During that period, Houck continued to build his studio and tinker further on his new in-progress album as he settled into his new hometown. It’s an image, I tell him, that very much suggests the classic trope of an isolated artist driving themselves nearly mad with their own artistic perfectionism.

“That’s very accurate,” Houck says with a laugh. “It’s just how it happened. I kind of became a hermit. Nashville still feels like a town that I don’t really know and that I don’t feel a part of. I would literally go from the house to the studio every day for two years. It’s just what I was doing, and it took up all my time.”

Houck says for all that’s changed in his own life and career since he began writing songs as a teenager, his process has remained relatively the same. “The main thrust and space that I go to mentally is still the same place that I was always going to,” he says.

One element of his songwriting that has remained entirely static is Houck’s lifelong penchant for writing six-plus minute songs.

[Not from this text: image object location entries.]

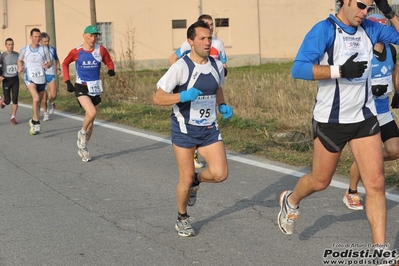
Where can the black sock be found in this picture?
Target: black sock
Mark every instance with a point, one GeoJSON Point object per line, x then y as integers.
{"type": "Point", "coordinates": [182, 216]}
{"type": "Point", "coordinates": [196, 181]}
{"type": "Point", "coordinates": [350, 191]}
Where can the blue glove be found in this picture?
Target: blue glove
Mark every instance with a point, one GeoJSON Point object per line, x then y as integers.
{"type": "Point", "coordinates": [225, 110]}
{"type": "Point", "coordinates": [190, 95]}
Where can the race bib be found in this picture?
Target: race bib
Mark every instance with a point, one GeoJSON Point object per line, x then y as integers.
{"type": "Point", "coordinates": [95, 87]}
{"type": "Point", "coordinates": [36, 72]}
{"type": "Point", "coordinates": [203, 111]}
{"type": "Point", "coordinates": [12, 69]}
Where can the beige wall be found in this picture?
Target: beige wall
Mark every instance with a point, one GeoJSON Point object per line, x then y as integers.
{"type": "Point", "coordinates": [259, 30]}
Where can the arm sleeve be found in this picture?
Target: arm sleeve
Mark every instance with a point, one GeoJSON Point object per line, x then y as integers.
{"type": "Point", "coordinates": [71, 57]}
{"type": "Point", "coordinates": [107, 58]}
{"type": "Point", "coordinates": [55, 55]}
{"type": "Point", "coordinates": [312, 49]}
{"type": "Point", "coordinates": [393, 51]}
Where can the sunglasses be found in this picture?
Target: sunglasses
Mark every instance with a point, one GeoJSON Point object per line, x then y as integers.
{"type": "Point", "coordinates": [363, 6]}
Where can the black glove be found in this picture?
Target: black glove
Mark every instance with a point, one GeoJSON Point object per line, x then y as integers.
{"type": "Point", "coordinates": [111, 73]}
{"type": "Point", "coordinates": [379, 90]}
{"type": "Point", "coordinates": [70, 87]}
{"type": "Point", "coordinates": [383, 6]}
{"type": "Point", "coordinates": [351, 69]}
{"type": "Point", "coordinates": [395, 101]}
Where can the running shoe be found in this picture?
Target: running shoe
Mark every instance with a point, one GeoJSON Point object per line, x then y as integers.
{"type": "Point", "coordinates": [286, 217]}
{"type": "Point", "coordinates": [184, 228]}
{"type": "Point", "coordinates": [32, 130]}
{"type": "Point", "coordinates": [353, 201]}
{"type": "Point", "coordinates": [197, 163]}
{"type": "Point", "coordinates": [81, 140]}
{"type": "Point", "coordinates": [84, 154]}
{"type": "Point", "coordinates": [50, 107]}
{"type": "Point", "coordinates": [46, 117]}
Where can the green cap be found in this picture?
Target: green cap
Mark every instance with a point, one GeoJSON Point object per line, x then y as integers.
{"type": "Point", "coordinates": [92, 30]}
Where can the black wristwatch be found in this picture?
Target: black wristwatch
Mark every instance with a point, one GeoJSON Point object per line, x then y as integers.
{"type": "Point", "coordinates": [391, 14]}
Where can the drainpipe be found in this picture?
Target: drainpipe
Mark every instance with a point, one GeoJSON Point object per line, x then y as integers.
{"type": "Point", "coordinates": [259, 35]}
{"type": "Point", "coordinates": [5, 16]}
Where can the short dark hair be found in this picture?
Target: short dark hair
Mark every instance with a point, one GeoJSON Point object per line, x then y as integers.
{"type": "Point", "coordinates": [8, 40]}
{"type": "Point", "coordinates": [205, 16]}
{"type": "Point", "coordinates": [198, 24]}
{"type": "Point", "coordinates": [44, 35]}
{"type": "Point", "coordinates": [34, 30]}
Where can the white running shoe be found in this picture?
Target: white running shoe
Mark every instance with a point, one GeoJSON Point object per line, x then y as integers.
{"type": "Point", "coordinates": [353, 201]}
{"type": "Point", "coordinates": [32, 130]}
{"type": "Point", "coordinates": [184, 228]}
{"type": "Point", "coordinates": [84, 154]}
{"type": "Point", "coordinates": [46, 117]}
{"type": "Point", "coordinates": [50, 107]}
{"type": "Point", "coordinates": [286, 217]}
{"type": "Point", "coordinates": [81, 140]}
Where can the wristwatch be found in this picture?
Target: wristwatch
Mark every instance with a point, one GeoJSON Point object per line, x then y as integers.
{"type": "Point", "coordinates": [391, 14]}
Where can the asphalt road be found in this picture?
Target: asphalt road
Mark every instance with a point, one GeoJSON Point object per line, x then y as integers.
{"type": "Point", "coordinates": [120, 208]}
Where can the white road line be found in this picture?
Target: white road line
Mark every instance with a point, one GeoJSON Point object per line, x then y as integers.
{"type": "Point", "coordinates": [334, 183]}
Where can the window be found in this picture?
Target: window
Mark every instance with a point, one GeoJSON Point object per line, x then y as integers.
{"type": "Point", "coordinates": [222, 22]}
{"type": "Point", "coordinates": [105, 38]}
{"type": "Point", "coordinates": [179, 24]}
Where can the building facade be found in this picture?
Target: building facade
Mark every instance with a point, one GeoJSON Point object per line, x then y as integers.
{"type": "Point", "coordinates": [253, 31]}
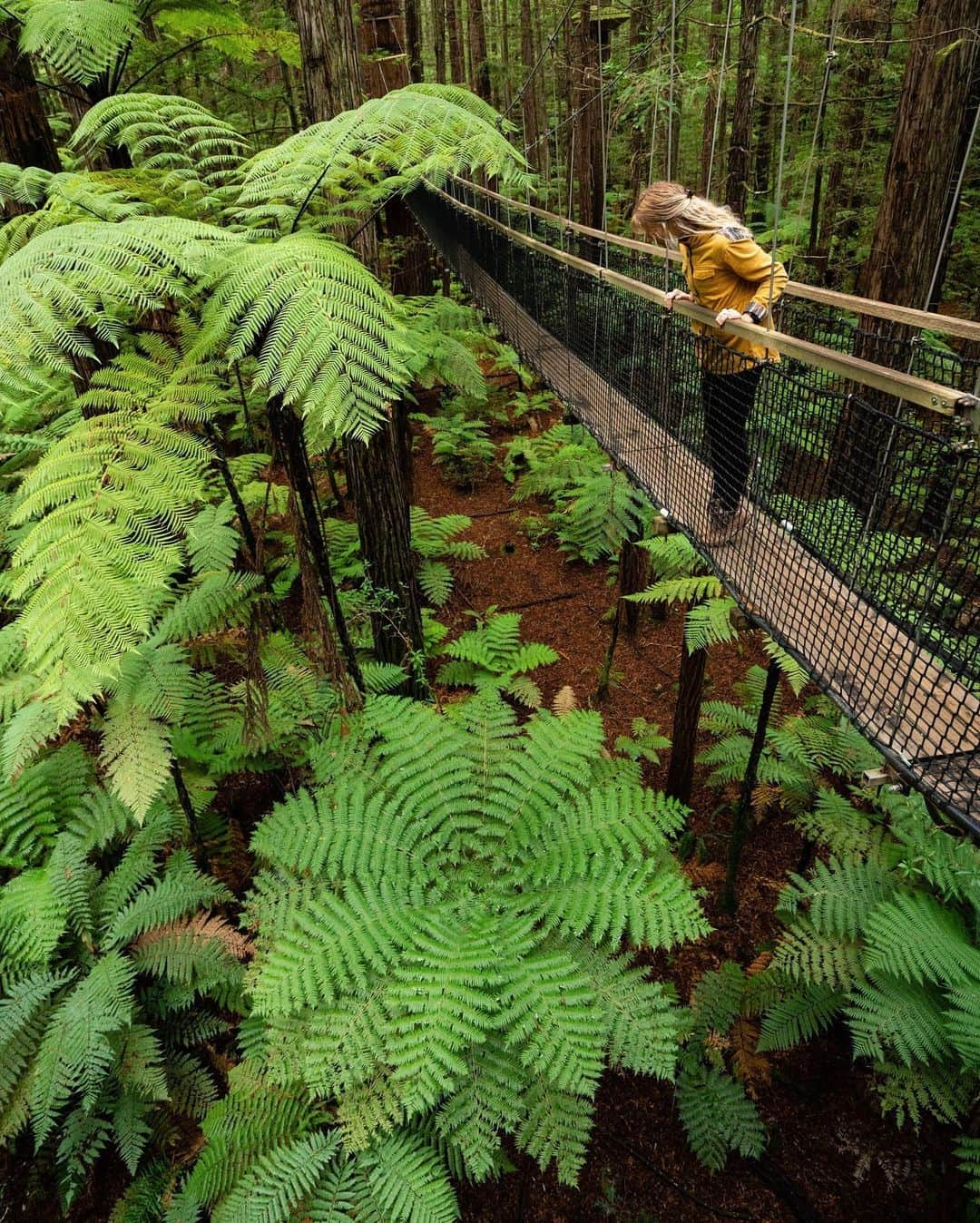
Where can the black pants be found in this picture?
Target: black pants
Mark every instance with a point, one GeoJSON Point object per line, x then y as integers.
{"type": "Point", "coordinates": [727, 400]}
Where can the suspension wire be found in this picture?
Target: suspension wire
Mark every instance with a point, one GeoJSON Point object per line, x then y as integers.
{"type": "Point", "coordinates": [954, 202]}
{"type": "Point", "coordinates": [671, 93]}
{"type": "Point", "coordinates": [603, 127]}
{"type": "Point", "coordinates": [782, 147]}
{"type": "Point", "coordinates": [828, 63]}
{"type": "Point", "coordinates": [548, 45]}
{"type": "Point", "coordinates": [719, 98]}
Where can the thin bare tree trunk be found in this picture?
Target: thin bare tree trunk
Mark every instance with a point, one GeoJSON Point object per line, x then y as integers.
{"type": "Point", "coordinates": [740, 152]}
{"type": "Point", "coordinates": [478, 64]}
{"type": "Point", "coordinates": [24, 133]}
{"type": "Point", "coordinates": [456, 54]}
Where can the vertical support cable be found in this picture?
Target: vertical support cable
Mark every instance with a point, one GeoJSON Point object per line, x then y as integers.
{"type": "Point", "coordinates": [779, 201]}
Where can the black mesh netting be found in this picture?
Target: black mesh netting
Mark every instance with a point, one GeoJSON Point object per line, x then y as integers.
{"type": "Point", "coordinates": [847, 523]}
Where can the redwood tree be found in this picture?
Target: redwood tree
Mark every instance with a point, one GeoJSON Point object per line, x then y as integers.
{"type": "Point", "coordinates": [935, 112]}
{"type": "Point", "coordinates": [378, 474]}
{"type": "Point", "coordinates": [740, 151]}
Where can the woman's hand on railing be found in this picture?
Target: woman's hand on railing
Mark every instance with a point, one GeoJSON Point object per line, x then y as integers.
{"type": "Point", "coordinates": [675, 295]}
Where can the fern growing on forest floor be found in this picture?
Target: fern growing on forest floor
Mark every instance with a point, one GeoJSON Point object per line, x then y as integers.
{"type": "Point", "coordinates": [492, 656]}
{"type": "Point", "coordinates": [797, 746]}
{"type": "Point", "coordinates": [884, 935]}
{"type": "Point", "coordinates": [114, 974]}
{"type": "Point", "coordinates": [441, 925]}
{"type": "Point", "coordinates": [594, 506]}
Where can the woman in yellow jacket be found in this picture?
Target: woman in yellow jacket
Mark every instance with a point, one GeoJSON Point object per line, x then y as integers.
{"type": "Point", "coordinates": [728, 273]}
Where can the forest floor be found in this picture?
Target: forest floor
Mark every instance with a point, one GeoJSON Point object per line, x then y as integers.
{"type": "Point", "coordinates": [828, 1140]}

“It always feels like a normal-length song to me when I’m writing them, but then when I record it, it’s always like, ‘Damn, it’s a seven-minute song!’” he says. “What am I going to do with this?” Of the nine songs on his new record, just three are less than five minutes, with a third of the record—including the haunting album centerpiece “Christmas Down Under”—exceeding six minutes. The album’s unwieldy song lengths was likely one of the issues at play when Houck’s label, Dead Oceans, insisted on choosing the bouncy, unusually upbeat song “New Birth In New England” as the album’s lead single, a decision the singer wasn’t entirely pleased with.

“I understood all the reasons about why they wanted to put that song out,” he says. “I’m okay with it, of course, but I didn’t really agree with it.”

Apart from the minor disagreement about the album’s lead single, Houck was, more than anything, grateful that in the midst of such radical change in his own personal life, he felt entirely free to create something altogether new in the wake of Muchacho. “Outside of the pressures that I put on myself, one thing that I have done right, amongst things I think I’ve done terribly wrong, is establish this sense of whatever I’m going to do and whatever I’m doing in the present moment,” he says with relief, before saying goodbye. “Hopefully, that can withstand any kind of direction I would ever choose to go in.”